# Pandas Dataframes
## What are they and why do we want them?

Pandas is an open source project that provides Python with some very much welcomed data structures that make data anlaysis far easier. If you've worked with R before, you know precisely what a dataframe is and have a general sense of how to get around one. If you haven't, don't worry! The goal of this session is to get you up to speed with using Pandas in Python. It takes some getting used to at first but after a little time, it should start to make some sense.

The term dataframe is a little nebulous and offputting if you're new to this sort of thing but in reality a dataframe is nothing more than what you're use to seeing in Excel. (Okay, so this isn't entirely true. Pandas does offer a great deal more than what Excel does but the general idea stands.

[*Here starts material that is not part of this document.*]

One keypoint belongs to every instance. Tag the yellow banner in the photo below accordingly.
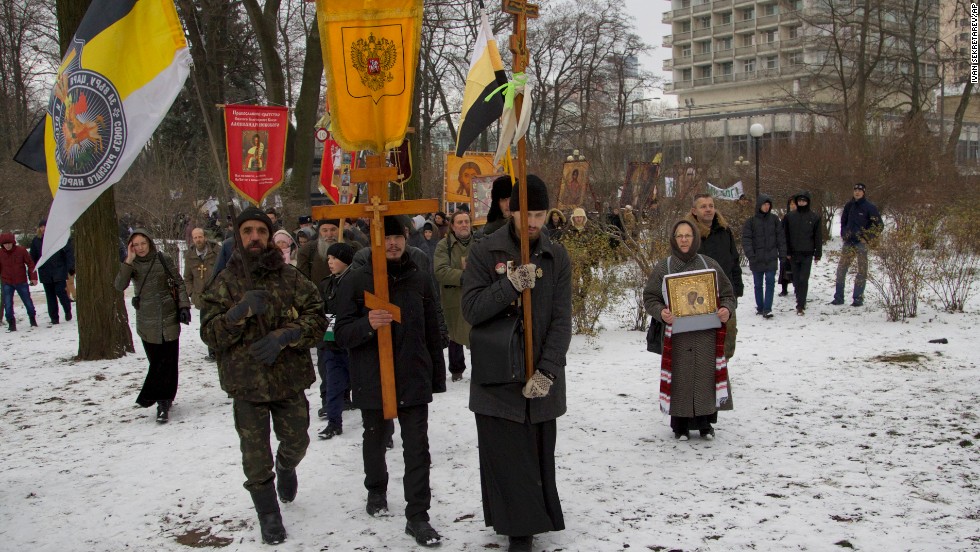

Dataframes can be thought of as tables in Excel more or less when you're getting started)

Lets jump right in with importing Pandas and get up and running with one of the provided toy datasets.

In [1]:
import pandas as pd
import numpy as np
import seaborn as sns # We're only bringing in seaborn for it's sample data here
from math import floor 

In [2]:
print(sns.get_dataset_names())



  gh_list = BeautifulSoup(http)


['anscombe', 'attention', 'brain_networks', 'car_crashes', 'diamonds', 'dots', 'exercise', 'flights', 'fmri', 'gammas', 'geyser', 'iris', 'mpg', 'penguins', 'planets', 'tips', 'titanic']


In [3]:
sns.load_dataset('titanic').head()

Unnamed: 0,survived,pclass,sex,age,sibsp,parch,fare,embarked,class,who,adult_male,deck,embark_town,alive,alone
0,0,3,male,22.0,1,0,7.25,S,Third,man,True,,Southampton,no,False
1,1,1,female,38.0,1,0,71.2833,C,First,woman,False,C,Cherbourg,yes,False
2,1,3,female,26.0,0,0,7.925,S,Third,woman,False,,Southampton,yes,True
3,1,1,female,35.0,1,0,53.1,S,First,woman,False,C,Southampton,yes,False
4,0,3,male,35.0,0,0,8.05,S,Third,man,True,,Southampton,no,True


### Two things to notice here . . .
- The dataset that is returned here is tabular looking (that is a Pandas dataframe)
- The second is the .head() method. This is a method available to Pandas dataframes (and series) that will tell you the top 5 (or n) values in a dataframe. It's useful if you're data is big and you just want to see a small portion of it.
  - Likewise there is a tail function that operates from the bottom.

### Okay, so we can load seaborn's built in data but what about a csv (or other data formats).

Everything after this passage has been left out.